Обиженного сыскать на московской улице нетрудно. В жизни-то люди редко цветочки нюхают, чаще дурманом горьким она им в нос напахивает. Вот и заорали:
— Не трёх, но четырёх сапожищами в грязь втолкли!
Крики росли, распаляя людей, будя непрощённые обиды и злобу. На крик к романовскому подворью бежали, как на пожар.
— Ой-ей-ей! — взялся за голову благолепный старец, хоронясь у стены. — Ой-ей-ей!.. Бога не боятся люди… Побьют, побьют друг друга…
Тут, на своё несчастье, из растворившихся ворот на шестерике выкатил боярин Фёдор Никитич. А ходу карете нет. Народ покатом по Варварке ходит. Кони остановились. Боярин к оконцу прильнул, а зря. Здесь-то его и углядели.
Толпа разъярилась пуще прежнего. Погулять вот так, норов показать, развернуться — мол, серый я для вас, мал и слаб, но нет же — москвичи всегда были горазды. И ком грязи влип в слюдяное оконце кареты. Фёдор Никитич руку вздёрнул, отстранился от оконца, откинулся в глубь кареты.
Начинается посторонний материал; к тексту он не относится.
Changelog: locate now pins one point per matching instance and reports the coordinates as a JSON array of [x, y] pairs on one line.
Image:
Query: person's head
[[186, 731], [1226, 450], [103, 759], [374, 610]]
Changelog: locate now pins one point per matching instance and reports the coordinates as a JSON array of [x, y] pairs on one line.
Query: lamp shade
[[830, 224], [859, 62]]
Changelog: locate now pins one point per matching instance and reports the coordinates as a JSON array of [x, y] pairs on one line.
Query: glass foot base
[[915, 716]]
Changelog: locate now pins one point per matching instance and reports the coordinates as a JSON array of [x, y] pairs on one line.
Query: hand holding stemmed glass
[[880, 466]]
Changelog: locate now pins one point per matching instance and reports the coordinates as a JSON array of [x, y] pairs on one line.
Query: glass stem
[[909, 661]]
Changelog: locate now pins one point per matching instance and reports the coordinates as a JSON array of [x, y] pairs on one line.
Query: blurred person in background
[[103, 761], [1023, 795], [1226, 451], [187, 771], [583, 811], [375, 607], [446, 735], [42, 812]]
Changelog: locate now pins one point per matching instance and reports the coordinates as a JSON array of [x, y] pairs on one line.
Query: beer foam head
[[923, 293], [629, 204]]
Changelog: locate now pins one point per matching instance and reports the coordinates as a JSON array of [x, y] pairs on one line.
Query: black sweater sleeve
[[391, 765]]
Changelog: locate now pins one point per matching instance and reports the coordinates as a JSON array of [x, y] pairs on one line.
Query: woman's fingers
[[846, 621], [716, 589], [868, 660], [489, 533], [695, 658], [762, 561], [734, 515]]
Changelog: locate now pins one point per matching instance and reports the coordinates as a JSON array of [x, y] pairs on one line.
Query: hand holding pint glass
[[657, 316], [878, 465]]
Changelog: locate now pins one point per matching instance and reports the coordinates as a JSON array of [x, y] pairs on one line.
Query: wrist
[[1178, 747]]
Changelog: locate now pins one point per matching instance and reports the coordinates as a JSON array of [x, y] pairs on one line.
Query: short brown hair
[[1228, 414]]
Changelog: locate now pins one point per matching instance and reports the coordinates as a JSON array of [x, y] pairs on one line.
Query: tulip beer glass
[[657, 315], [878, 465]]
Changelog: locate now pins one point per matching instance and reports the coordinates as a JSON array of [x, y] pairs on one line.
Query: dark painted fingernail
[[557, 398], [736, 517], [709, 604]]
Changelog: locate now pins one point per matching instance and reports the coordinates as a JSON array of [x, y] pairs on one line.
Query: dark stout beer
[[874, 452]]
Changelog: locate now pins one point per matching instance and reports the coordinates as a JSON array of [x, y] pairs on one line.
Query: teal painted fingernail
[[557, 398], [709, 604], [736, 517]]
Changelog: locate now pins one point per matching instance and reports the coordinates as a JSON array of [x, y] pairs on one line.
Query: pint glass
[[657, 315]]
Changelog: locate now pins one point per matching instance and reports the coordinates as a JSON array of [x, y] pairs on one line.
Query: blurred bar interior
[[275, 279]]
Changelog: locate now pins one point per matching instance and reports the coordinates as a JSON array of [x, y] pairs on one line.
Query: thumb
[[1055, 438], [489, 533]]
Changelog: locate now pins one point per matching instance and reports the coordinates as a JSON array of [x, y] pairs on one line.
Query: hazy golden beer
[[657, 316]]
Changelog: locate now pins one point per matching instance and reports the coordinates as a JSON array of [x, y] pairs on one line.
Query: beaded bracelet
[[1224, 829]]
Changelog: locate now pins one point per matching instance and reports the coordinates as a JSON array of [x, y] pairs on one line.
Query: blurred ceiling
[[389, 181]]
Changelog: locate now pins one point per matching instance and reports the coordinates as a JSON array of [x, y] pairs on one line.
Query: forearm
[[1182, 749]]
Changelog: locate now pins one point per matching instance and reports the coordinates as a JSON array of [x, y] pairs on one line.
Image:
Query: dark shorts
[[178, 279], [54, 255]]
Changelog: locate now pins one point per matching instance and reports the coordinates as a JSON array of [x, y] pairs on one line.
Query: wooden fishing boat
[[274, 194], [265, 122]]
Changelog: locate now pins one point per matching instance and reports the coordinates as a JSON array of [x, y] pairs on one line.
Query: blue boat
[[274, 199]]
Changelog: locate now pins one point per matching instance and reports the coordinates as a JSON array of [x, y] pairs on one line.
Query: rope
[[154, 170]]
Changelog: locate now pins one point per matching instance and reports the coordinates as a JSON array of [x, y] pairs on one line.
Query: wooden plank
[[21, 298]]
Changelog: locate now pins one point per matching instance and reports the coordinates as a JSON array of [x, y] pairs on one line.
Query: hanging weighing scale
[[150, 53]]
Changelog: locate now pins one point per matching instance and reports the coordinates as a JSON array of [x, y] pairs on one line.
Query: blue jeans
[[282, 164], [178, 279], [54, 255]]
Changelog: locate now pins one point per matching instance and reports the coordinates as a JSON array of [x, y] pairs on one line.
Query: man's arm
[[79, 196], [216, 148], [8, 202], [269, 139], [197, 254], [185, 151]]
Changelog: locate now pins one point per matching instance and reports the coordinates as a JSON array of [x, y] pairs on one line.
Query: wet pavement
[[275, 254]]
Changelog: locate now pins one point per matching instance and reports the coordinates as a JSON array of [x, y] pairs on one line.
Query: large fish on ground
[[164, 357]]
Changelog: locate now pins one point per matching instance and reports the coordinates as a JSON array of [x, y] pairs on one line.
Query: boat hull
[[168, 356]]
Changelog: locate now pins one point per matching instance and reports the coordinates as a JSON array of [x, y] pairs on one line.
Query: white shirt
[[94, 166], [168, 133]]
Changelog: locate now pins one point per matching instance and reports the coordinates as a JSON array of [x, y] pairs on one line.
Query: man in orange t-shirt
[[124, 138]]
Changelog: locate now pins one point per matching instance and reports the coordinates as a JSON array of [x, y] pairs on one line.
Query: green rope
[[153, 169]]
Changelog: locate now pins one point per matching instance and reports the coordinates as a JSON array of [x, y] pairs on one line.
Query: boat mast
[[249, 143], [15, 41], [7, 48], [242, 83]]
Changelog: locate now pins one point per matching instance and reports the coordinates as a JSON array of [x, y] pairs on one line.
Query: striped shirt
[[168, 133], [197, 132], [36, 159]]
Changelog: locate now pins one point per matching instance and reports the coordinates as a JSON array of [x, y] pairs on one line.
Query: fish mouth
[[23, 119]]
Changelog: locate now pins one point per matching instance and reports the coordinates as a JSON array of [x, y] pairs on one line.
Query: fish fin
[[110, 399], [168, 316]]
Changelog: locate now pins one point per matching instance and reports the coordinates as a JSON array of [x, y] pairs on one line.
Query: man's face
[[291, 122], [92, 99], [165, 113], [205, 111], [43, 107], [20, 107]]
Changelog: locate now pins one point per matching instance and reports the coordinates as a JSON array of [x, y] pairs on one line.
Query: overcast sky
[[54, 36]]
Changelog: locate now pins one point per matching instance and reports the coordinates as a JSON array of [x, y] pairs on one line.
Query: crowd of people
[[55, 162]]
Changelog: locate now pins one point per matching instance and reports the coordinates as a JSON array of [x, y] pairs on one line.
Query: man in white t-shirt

А толпа наступала, теснила коней.
С паперти церкви юрода Максима внимательно, с тайной усмешкой поглядывал Лаврентий, запустив пальцы за шёлковый пояс о сорока именах святителей, повязанный по нарядному кафтану. Так, посмотреть на него, непременно скажешь: «Со стороны человек, стоит себе осо́бе, посетив святую церковь. Ему до уличной свары дела нет». И, словно подтверждая это, Лаврентий перекрестился на летящие в небе кресты церкви, повернулся и пошёл вниз по Варварке.
Он своё сделал. Шёл ровно, руки, неподвижные в прижатых к бокам локтях, но размотанные необыкновенно в кистях, болтались как-то нехорошо, даже не по-людски.
На другой день по Москве повели доказного языка. Это было пострашней, чем свара у боярских ворот, крики да мордобой.
Из Фроловских ворот на Пожар в середине дня, когда торг кипел от народа, вывели мужика с чёрным мешком на голове. Сквозь прорезанные в мешке дырки глядели острые глаза. Это и был доказной язык. Разбойный приказ хватал татя, и, ежели на дыбе, не выдержав пыток, тот говорил, что в воровском деле имел сотоварищей, кои ещё по Москве гуляют, на татя надевали мешок, дабы он не был до времени ворами признан, и выводили на улицы.